SPORTING a black quiff and sideburns, Ahmad Zahir sang of love and heartbreak in liberal 1970s Kabul — a city now plagued by war and suffering, but where the popularity of Afghanistan’s “Elvis” remains undimmed 40 years after his death. Zahir rose to fame in an era when the capital hummed with Western tourists and women strolled through the streets in high heels. “Everybody loved him,” said 73-year-old Safiullah Sobat, a long-time friend of Zahir. “At nighttime girls would come outside his house and honk the horn of their cars.”

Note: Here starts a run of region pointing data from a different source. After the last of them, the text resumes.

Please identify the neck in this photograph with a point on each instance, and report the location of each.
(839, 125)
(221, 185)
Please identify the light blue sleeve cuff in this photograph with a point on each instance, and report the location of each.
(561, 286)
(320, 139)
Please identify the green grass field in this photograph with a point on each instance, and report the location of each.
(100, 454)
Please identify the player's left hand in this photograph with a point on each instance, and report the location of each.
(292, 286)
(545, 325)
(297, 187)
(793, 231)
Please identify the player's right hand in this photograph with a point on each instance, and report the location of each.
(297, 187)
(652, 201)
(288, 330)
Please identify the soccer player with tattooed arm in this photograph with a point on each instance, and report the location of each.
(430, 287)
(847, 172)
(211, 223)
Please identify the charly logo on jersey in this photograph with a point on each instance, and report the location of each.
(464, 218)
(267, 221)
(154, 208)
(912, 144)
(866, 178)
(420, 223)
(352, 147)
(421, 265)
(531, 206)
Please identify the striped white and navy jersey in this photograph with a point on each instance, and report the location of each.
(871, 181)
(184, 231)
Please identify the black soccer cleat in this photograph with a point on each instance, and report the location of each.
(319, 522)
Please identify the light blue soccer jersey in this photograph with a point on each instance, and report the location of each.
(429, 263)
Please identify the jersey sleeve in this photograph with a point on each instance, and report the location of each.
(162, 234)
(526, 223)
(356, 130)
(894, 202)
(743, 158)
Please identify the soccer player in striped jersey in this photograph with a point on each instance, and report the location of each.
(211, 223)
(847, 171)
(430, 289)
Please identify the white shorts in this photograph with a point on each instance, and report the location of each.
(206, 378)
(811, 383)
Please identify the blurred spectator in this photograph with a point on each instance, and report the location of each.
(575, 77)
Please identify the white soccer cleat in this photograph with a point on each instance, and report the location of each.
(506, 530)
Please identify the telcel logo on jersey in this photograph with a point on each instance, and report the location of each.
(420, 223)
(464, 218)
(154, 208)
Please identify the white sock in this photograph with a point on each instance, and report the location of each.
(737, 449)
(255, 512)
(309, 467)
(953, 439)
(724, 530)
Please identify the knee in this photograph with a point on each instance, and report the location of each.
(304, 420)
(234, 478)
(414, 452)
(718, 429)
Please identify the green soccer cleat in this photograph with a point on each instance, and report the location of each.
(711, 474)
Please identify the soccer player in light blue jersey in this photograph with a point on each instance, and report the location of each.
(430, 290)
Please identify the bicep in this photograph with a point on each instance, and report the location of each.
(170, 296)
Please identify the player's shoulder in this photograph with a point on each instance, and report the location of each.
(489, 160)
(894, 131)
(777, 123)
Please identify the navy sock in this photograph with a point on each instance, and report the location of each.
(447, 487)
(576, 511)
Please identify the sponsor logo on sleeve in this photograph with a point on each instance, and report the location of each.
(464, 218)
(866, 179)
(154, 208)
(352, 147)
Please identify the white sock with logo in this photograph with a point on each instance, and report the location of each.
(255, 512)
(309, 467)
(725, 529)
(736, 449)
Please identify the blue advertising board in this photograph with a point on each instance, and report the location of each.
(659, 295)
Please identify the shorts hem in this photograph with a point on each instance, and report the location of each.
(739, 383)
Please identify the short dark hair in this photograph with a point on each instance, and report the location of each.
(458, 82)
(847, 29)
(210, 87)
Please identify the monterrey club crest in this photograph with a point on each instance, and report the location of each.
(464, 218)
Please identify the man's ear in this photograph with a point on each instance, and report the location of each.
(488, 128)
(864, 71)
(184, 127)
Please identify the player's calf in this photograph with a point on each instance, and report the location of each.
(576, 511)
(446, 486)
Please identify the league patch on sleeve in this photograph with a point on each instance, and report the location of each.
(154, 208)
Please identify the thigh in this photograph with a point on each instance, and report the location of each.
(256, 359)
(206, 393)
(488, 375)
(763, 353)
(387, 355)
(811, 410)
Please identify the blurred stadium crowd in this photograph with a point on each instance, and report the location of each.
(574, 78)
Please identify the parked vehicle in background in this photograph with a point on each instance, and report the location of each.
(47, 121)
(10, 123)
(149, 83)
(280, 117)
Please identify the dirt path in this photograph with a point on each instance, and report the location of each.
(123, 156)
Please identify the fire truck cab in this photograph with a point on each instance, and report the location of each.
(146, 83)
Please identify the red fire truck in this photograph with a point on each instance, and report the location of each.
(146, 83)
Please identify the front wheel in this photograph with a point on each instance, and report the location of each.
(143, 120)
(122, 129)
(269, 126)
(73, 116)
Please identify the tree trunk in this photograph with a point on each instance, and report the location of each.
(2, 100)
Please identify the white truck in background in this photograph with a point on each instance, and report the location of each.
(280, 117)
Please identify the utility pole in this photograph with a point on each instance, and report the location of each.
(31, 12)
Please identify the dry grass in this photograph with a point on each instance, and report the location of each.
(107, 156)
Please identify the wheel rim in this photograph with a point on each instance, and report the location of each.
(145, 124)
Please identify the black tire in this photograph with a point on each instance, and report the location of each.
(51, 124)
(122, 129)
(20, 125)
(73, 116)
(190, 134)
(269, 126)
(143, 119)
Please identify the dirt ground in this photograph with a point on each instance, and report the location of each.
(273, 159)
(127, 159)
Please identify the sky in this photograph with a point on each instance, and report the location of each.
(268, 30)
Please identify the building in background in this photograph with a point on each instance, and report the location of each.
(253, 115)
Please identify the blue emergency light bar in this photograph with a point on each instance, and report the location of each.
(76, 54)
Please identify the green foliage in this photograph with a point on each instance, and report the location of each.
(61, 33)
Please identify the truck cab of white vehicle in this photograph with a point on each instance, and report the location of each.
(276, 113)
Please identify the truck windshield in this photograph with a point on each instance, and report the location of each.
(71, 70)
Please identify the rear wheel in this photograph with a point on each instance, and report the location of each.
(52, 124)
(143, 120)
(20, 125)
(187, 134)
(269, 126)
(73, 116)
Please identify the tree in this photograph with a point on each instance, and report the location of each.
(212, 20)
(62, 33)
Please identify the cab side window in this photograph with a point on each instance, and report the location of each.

But on the day of his 33rd birthday in 1979, Zahir was found dead in his car in mysterious circumstances. His death — much like his life — has become part of folklore. “His songs will touch your heart no matter what mood you are in, happy or sad,” says Hashmat who is the manager of “Ahmad Zahir’s Cottage”, a colourful restaurant in downtown Kabul. Zahir — an ethnic Pashtun — played concerts in various locations across the country and had fans among all ethnic groups in Afghanistan, which is far more polarised now than at the height of his fame. Zahir’s best-known works were inspired by Persian poets like Rumi and Hafiz, and he sang mostly in Dari. But did not shy away from covering Western greats such as France’s Enrico Macias and, of course, Elvis Presley. “At a time when singers shaking their bodies or dancing on stage was seen as awkward, he appeared on stage and screen doing exactly that,” said Zahir’s friend Sobat, who also runs “Ahmad Zahir’s Art and Culture Centre” in Kabul.

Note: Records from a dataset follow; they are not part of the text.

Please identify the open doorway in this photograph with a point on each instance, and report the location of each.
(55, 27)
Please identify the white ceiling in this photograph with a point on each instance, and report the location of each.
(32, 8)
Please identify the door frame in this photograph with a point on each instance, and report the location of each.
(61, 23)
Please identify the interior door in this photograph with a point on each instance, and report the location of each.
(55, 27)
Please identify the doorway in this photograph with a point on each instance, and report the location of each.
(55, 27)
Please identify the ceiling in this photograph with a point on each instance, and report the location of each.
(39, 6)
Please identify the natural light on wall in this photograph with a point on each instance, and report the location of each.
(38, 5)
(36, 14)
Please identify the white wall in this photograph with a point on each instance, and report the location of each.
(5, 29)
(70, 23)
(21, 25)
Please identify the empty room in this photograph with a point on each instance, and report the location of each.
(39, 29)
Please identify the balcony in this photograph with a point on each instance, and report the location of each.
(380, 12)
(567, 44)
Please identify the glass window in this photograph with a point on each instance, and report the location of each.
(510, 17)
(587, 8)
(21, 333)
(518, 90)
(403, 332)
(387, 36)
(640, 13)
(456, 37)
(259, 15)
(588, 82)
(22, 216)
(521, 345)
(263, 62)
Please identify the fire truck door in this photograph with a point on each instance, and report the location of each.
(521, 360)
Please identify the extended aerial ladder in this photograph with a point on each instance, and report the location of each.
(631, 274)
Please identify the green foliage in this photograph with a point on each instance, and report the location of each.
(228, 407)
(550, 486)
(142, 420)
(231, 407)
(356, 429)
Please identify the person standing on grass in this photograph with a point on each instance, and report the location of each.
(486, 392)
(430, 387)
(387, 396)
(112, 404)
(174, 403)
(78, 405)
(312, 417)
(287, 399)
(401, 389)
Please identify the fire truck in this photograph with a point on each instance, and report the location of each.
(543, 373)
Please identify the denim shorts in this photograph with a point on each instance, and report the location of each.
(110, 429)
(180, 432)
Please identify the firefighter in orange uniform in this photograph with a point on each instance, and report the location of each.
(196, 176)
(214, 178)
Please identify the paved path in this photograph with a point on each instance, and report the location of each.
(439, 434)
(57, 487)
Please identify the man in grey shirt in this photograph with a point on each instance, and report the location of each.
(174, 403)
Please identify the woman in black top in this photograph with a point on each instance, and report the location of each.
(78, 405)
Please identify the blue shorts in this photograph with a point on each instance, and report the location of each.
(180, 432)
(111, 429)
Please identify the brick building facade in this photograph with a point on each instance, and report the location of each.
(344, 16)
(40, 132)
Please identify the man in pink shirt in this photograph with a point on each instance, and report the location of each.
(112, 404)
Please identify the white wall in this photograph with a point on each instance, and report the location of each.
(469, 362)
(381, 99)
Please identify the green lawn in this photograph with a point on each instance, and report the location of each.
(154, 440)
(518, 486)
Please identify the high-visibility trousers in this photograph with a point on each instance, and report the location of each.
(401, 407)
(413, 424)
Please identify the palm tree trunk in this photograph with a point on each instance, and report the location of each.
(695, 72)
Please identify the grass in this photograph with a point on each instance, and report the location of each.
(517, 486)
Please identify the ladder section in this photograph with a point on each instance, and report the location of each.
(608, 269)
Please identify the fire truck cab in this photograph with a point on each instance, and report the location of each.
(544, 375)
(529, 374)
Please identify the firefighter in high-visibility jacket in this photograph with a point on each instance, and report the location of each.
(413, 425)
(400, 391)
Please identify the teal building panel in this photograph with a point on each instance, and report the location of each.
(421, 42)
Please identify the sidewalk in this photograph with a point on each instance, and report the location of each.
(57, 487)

Years of war have followed and under the Taliban, who banned music, his grave in Kabul was desecrated. But it has been rebuilt and since then, every June 14, his birthday, pilgrims have flocked to Shohada-e-Salehin Cemetery in Kabul to lay flowers on his grave and play one of his last memorable songs. “My death shall arrive one day/ In a spring bright with waves of light/ Oh, perhaps my lovers at midnight /lay wreaths on my sorrow(ful) grave,” the lyrics read.